Вот так просто Генрих Львович Гринберг решил свою судьбу.
Родители скрепя сердце, но не подав больше вида, согласились с выбором сына.
Они его любили, а сын любил Советскую власть и хотел ее защищать....



От двадцати двух до тридцати семи.

Летная карьера Генриха Гринберга началась на Дальнем Востоке. Работа штурмана полностью поглотила офицера. Он получал огромное удовольствие от службы. Он обожал, когда самолет ревя своими огромными турбинами разгоняется и поднимается в воздух, ему нравился сам момент отрыва от земли, взлет и переход к выполнению боевого задания. Его расчеты всегда были верны и каждый раз он выводил свой самолет в заданную точку определенного квадрата в расчетное время . Командир экипажа всегда давал своему штурману лучшие характеристики.
Еще через год Генрих Львович Гринберг женился на молодой учительнице, вернувшейся в родной гарнизон, после окончания института. И хотя будущие тесть с тещей были против брака дочери и смирились с ее выбором только тогда, когда та, собрав вещи, переехала к Генриху, в его холостяцкую комнату в офицерском общежитии.
Леночка, именно так звали молодую супругу старшего лейтенанта Гринберга, выходя замуж сменила свою фамилию - Васильева, на фамилию мужа. По этому поводу, тесть устроил отдельную пьянку с дебошем и битьем посуды, с проклятиями в адрес всех обрезанных, жидов и сионистов, но ничего по сути дела поделать не мог. Род Васильевых прекращал свое существование....

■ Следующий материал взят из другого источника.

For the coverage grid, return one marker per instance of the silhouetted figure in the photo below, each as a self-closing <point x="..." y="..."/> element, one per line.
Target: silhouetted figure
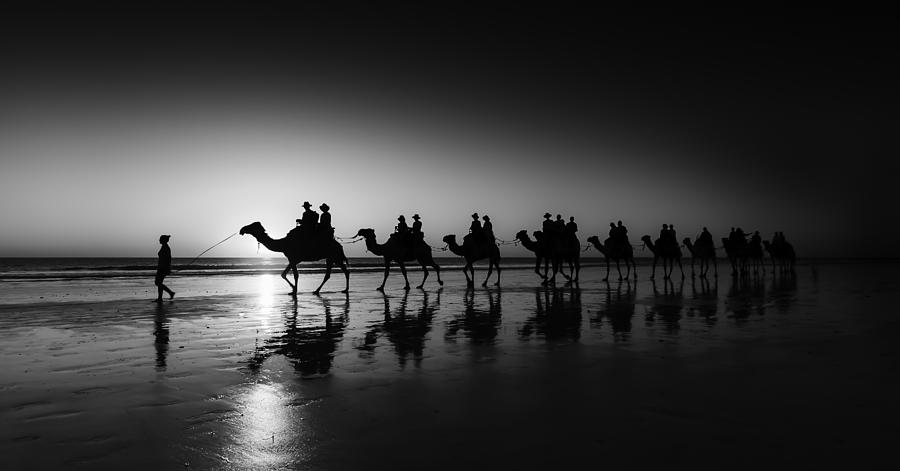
<point x="547" y="226"/>
<point x="325" y="220"/>
<point x="571" y="226"/>
<point x="163" y="268"/>
<point x="298" y="249"/>
<point x="395" y="250"/>
<point x="308" y="220"/>
<point x="417" y="228"/>
<point x="488" y="229"/>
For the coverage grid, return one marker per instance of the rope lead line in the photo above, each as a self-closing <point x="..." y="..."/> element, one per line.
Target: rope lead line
<point x="207" y="250"/>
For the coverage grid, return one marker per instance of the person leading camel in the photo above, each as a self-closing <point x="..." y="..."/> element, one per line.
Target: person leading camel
<point x="163" y="268"/>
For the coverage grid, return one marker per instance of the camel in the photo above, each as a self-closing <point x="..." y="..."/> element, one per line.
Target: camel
<point x="668" y="252"/>
<point x="297" y="250"/>
<point x="539" y="253"/>
<point x="560" y="251"/>
<point x="783" y="255"/>
<point x="610" y="250"/>
<point x="703" y="252"/>
<point x="472" y="253"/>
<point x="395" y="250"/>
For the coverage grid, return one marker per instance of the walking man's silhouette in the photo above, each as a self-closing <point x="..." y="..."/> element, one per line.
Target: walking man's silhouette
<point x="163" y="268"/>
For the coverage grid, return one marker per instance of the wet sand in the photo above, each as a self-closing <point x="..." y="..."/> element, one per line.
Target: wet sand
<point x="789" y="370"/>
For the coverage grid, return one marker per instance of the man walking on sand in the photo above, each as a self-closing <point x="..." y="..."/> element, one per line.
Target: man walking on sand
<point x="164" y="267"/>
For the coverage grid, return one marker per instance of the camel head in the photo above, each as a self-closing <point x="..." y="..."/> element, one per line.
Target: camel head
<point x="365" y="233"/>
<point x="253" y="229"/>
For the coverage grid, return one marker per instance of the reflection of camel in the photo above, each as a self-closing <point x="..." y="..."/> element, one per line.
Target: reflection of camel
<point x="480" y="326"/>
<point x="396" y="251"/>
<point x="618" y="310"/>
<point x="617" y="252"/>
<point x="782" y="255"/>
<point x="407" y="333"/>
<point x="555" y="316"/>
<point x="668" y="252"/>
<point x="668" y="305"/>
<point x="703" y="252"/>
<point x="297" y="250"/>
<point x="473" y="252"/>
<point x="307" y="344"/>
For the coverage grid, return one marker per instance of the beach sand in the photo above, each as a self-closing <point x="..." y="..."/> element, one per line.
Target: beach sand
<point x="235" y="374"/>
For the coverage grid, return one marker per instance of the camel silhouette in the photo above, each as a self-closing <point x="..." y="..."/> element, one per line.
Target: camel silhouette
<point x="473" y="252"/>
<point x="783" y="256"/>
<point x="611" y="250"/>
<point x="704" y="253"/>
<point x="669" y="252"/>
<point x="559" y="251"/>
<point x="394" y="250"/>
<point x="297" y="250"/>
<point x="540" y="254"/>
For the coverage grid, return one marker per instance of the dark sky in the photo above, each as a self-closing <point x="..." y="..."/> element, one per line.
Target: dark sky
<point x="123" y="124"/>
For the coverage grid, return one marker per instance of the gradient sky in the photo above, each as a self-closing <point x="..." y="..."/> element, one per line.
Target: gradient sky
<point x="117" y="126"/>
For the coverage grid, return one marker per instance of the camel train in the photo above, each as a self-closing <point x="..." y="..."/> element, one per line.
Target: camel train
<point x="554" y="249"/>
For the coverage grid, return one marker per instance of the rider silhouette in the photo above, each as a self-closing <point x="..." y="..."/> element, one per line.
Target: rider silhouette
<point x="325" y="219"/>
<point x="488" y="229"/>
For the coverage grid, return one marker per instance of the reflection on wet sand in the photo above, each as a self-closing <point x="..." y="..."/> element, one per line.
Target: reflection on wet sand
<point x="406" y="333"/>
<point x="306" y="342"/>
<point x="618" y="309"/>
<point x="557" y="315"/>
<point x="667" y="305"/>
<point x="161" y="336"/>
<point x="705" y="299"/>
<point x="480" y="326"/>
<point x="746" y="297"/>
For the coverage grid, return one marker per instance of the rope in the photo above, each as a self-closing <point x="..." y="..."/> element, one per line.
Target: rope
<point x="207" y="250"/>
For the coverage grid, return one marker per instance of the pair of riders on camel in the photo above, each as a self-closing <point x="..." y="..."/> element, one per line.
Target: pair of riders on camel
<point x="405" y="234"/>
<point x="480" y="233"/>
<point x="312" y="225"/>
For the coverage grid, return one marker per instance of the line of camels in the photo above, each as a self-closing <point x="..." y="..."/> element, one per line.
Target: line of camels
<point x="554" y="255"/>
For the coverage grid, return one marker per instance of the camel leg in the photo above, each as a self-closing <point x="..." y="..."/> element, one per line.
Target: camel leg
<point x="405" y="278"/>
<point x="327" y="276"/>
<point x="346" y="269"/>
<point x="387" y="269"/>
<point x="424" y="276"/>
<point x="497" y="264"/>
<point x="284" y="277"/>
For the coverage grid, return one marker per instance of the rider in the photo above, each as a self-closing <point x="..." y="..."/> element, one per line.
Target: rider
<point x="488" y="229"/>
<point x="309" y="219"/>
<point x="417" y="228"/>
<point x="325" y="219"/>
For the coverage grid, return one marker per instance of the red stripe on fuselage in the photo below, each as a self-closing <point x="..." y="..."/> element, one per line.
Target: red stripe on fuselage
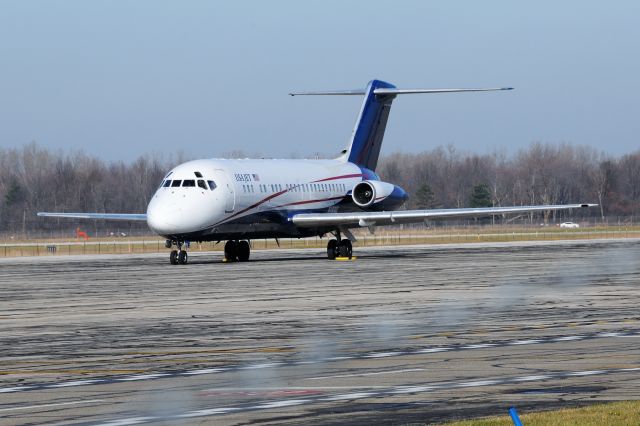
<point x="272" y="196"/>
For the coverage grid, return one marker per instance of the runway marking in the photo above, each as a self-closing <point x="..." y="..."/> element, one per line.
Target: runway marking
<point x="203" y="371"/>
<point x="376" y="373"/>
<point x="568" y="338"/>
<point x="360" y="356"/>
<point x="143" y="377"/>
<point x="15" y="389"/>
<point x="376" y="393"/>
<point x="129" y="421"/>
<point x="278" y="404"/>
<point x="74" y="383"/>
<point x="350" y="396"/>
<point x="58" y="404"/>
<point x="382" y="354"/>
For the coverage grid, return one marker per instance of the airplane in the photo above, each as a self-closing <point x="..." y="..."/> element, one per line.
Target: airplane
<point x="239" y="200"/>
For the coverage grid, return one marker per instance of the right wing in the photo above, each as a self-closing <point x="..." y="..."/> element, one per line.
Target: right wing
<point x="105" y="216"/>
<point x="355" y="219"/>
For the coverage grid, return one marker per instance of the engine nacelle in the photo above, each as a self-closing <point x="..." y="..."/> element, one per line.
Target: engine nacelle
<point x="376" y="194"/>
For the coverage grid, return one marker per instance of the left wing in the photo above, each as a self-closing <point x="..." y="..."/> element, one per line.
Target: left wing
<point x="310" y="220"/>
<point x="105" y="216"/>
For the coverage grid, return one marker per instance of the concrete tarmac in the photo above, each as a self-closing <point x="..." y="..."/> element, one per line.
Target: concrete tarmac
<point x="406" y="334"/>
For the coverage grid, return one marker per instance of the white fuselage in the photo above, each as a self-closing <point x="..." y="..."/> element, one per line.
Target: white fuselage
<point x="204" y="196"/>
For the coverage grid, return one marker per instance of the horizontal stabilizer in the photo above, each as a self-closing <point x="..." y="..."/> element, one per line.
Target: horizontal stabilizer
<point x="356" y="219"/>
<point x="394" y="91"/>
<point x="103" y="216"/>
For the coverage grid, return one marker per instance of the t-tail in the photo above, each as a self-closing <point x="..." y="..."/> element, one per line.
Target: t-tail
<point x="366" y="138"/>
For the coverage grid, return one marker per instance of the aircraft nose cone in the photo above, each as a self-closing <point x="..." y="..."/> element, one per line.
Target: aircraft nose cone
<point x="159" y="219"/>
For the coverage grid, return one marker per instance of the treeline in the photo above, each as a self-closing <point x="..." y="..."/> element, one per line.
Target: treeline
<point x="538" y="174"/>
<point x="35" y="179"/>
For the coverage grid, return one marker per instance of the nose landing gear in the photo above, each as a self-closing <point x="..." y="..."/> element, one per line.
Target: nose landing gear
<point x="177" y="257"/>
<point x="339" y="248"/>
<point x="237" y="251"/>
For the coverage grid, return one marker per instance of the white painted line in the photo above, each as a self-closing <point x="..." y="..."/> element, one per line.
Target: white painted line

А через некоторое время, Генрих получил свой первый перевод и уехал с молодой супругой, бывшей на седьмом месяце беременности еще дальше в тайгу, где продолжил свою службу. У нового командира полка он попросил несколько дней отпуска и отвез жену к родителям, там, он знал, она будет в абсолютной безопасности и главное, папа сделает все, чтобы его ребенок родился в самых лучших условиях, что и произошло через некоторое время, пока Генрих с новым экипажем взлетал направляя свой самолет то к Аляске, до которой было рукой подать. то к полюсу, выполняя задания поступающие от командира воздушной армии.

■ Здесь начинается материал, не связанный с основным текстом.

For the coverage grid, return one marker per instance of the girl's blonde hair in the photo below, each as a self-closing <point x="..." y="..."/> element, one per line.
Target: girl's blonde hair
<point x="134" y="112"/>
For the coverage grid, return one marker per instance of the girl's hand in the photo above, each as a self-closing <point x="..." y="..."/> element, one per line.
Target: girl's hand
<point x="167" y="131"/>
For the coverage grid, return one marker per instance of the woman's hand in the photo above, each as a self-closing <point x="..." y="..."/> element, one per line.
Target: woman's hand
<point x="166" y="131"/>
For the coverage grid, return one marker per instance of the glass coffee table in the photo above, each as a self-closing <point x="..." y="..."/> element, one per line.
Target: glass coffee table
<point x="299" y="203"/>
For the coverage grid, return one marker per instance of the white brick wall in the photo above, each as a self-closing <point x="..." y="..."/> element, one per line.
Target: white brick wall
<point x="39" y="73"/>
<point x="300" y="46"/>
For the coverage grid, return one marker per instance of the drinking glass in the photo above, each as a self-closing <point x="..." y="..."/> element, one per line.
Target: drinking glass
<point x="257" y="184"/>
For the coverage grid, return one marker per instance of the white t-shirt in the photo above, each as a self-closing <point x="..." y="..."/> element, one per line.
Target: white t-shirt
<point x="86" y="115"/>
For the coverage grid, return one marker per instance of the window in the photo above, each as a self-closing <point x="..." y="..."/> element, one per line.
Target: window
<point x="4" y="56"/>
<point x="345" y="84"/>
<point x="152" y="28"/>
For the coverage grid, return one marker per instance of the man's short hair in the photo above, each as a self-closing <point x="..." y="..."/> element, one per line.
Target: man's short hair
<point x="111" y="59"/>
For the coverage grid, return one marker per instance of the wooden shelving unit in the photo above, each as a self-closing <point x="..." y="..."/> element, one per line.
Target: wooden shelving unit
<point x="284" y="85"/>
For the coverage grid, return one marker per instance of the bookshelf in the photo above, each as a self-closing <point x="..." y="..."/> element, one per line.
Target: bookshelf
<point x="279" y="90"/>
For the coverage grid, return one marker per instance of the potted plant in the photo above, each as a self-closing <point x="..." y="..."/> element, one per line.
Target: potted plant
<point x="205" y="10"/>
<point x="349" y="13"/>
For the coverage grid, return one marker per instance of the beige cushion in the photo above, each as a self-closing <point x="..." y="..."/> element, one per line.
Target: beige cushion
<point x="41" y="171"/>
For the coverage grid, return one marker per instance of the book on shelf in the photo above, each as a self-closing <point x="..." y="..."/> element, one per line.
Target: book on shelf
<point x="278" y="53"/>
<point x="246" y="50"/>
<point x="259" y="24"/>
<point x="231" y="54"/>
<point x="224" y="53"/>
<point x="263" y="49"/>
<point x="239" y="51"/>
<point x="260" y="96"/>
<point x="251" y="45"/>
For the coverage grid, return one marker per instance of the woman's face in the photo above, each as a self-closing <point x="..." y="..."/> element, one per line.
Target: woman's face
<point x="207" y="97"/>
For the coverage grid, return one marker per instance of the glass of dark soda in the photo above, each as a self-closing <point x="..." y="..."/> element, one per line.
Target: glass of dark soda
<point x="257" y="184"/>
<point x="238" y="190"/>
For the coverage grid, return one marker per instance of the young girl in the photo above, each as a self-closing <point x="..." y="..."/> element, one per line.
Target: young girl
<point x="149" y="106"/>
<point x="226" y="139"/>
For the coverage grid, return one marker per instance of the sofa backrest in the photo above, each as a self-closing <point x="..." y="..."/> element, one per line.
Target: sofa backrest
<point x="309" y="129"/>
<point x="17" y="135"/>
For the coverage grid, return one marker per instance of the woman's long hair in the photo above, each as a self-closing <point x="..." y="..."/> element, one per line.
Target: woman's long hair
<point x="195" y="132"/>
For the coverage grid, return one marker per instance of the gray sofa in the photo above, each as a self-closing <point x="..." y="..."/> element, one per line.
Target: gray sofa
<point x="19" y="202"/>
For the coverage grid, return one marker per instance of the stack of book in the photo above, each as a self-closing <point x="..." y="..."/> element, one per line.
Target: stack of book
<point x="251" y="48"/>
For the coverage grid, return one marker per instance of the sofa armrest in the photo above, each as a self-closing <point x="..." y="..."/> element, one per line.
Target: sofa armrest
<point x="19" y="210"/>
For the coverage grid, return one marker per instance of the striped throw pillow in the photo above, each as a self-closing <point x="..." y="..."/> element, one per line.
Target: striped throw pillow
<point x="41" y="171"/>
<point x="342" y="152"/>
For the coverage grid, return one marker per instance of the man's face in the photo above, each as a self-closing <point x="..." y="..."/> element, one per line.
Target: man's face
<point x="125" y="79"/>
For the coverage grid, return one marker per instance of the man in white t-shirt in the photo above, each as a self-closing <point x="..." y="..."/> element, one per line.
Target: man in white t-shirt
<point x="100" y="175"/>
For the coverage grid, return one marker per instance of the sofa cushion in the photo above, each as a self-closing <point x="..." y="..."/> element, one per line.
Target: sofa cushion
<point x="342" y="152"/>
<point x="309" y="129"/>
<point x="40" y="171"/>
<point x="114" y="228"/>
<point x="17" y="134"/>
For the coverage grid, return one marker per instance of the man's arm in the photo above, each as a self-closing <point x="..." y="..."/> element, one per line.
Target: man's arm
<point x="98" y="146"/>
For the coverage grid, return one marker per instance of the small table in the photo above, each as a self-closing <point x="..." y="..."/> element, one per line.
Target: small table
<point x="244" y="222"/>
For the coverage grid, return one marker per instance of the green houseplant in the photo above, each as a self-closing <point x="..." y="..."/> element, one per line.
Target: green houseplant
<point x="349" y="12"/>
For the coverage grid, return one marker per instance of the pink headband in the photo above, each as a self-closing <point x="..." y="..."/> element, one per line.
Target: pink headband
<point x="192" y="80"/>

Через три с половиной года Генриха перевели на юг, потому что советский офицер должен послужить во всех климатических зонах Советского Союза. Карьера его была прекрасной. И делал он ее сам. Через некоторое время Генрих Гринберг получил майора и ждал повышения в должности. Его должны были назначить главным штурманом полка, кандидатур было много, могли взять любого штурмана в полку, даже того, кто имел больше выслуги, часов налета, или же перевести кого нибудь из других частей, но комполка настоял, чтобы назначили Генриха. Его собственного штурмана. С которым у него сложились прекрасные, не только профессиональные отношения.
Но назначению не суждено было сбыться. В один из дней, майора Гринберга вызвали в штаб и в присутствии замполита и начальника особого отдела, командир полка объявил, что отстраняет майора Гринберга от штурманской работы и что самое важное от полетов.

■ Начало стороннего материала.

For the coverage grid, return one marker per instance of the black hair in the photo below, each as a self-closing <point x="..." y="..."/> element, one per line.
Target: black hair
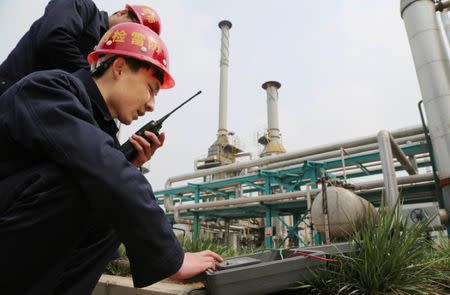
<point x="134" y="64"/>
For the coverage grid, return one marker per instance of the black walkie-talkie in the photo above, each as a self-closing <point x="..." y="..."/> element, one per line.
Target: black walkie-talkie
<point x="153" y="126"/>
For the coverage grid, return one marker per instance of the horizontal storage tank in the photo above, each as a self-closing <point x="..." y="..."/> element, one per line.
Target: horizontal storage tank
<point x="344" y="209"/>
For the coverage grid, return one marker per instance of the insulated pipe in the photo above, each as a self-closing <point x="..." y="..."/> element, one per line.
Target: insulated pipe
<point x="296" y="195"/>
<point x="387" y="164"/>
<point x="225" y="27"/>
<point x="292" y="155"/>
<point x="433" y="72"/>
<point x="399" y="154"/>
<point x="404" y="132"/>
<point x="351" y="151"/>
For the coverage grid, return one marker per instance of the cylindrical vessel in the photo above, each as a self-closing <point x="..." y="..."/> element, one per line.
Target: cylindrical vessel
<point x="345" y="210"/>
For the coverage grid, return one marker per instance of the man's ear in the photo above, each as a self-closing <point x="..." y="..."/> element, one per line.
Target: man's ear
<point x="117" y="67"/>
<point x="122" y="12"/>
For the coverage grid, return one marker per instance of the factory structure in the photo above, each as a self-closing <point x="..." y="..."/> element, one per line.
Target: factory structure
<point x="285" y="198"/>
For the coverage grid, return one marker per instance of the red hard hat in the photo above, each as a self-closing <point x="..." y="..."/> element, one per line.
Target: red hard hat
<point x="147" y="16"/>
<point x="137" y="41"/>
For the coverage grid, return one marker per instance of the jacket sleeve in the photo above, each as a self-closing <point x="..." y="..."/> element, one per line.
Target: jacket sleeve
<point x="62" y="25"/>
<point x="51" y="117"/>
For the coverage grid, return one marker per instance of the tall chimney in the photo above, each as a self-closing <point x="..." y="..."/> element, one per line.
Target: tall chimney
<point x="221" y="152"/>
<point x="272" y="141"/>
<point x="433" y="72"/>
<point x="225" y="27"/>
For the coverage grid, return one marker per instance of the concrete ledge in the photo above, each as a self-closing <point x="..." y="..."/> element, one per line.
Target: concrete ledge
<point x="114" y="285"/>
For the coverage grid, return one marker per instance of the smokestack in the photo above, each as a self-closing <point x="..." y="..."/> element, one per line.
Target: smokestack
<point x="221" y="152"/>
<point x="433" y="72"/>
<point x="272" y="141"/>
<point x="225" y="27"/>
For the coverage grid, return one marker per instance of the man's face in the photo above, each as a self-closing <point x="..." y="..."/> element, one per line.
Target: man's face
<point x="134" y="94"/>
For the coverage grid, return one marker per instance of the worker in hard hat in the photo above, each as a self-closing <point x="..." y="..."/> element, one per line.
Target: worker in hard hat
<point x="62" y="178"/>
<point x="64" y="36"/>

- За что? – только и успел спросить Гринберг.
- Генрих, вы знаете Бориса Семеновича Лазаревского? – спросил начальник особого отдела, майор Федоров.
- Да, это мой двоюродный брат.
- А Юлию Абрамовну Лазаревскую?
- Это его жена. А при чем здесь мои родственники?
- Как бы и не причем, - продолжал Федоров, но понимаете, ваш брат, его жена, подали прошение на выезд в Израиль.
- А при чем здесь я?
- Ну это же ваш брат... и это еще не все. Наше правительство решило отказать физику Лазаревскому и не разрешает ему эмигрировать, так ваш брат, вместе с женой и другими асоциальными элементами устроили постоянную голодовку возле главпочтамта в Москве. Себя они называют узниками Сиона или как там, кроме того, заявляют о своей причастности к мировому сионистскому движению....
- Ну а при чем здесь я? Я советский офицер! Вы не имеете права!
- Генрих, - в разговор вступил командир полка, - ты знаешь, что для меня ты лучший штурман и награды за свое мастерство носишь не зря, но так сложились обстоятельства, что ты больше не будешь летать. И к сожалению любимым делом заниматься не будешь. У меня есть к тебе предложение. Ты знаешь, что у нас в гарнизоне ставится катапульта, будет целый тренировочный центр для офицеров- летчиков нашего флота, предлагаю тебе занять эту должность, скажу сразу, что товарищ замполит согласен с моим предложением тебе, да и у товарища Федорова, возражений нет. Я правильно говорю? – Спросил он уже майора Федорова.
- Так точно, товарищ полковник.
- Нет, я отказываюсь это понимать... – начал говорить майор Гринберг...
- Генрих, иди домой, даю тебе неделю отгулов, тебе просто надо смериться с этой мыслью....
Дома, впервые в жизни Генрих напился, а жена, услышав причину перевода мужа на нижестоящую должность авторитетно заявила:
- Генрих, если армия, вот так разбрасывается своими лучшими офицерами, то на кой ляд нам такая армия?
- Ты ничего не понимаешь, дура! – заорал Генрих и ушел в запой из которого с трудом вернулся через пару месяцев.
А Борис Семенович Лазаревский летел в Израиль, на встречу с родиной о которой так долго мечтал.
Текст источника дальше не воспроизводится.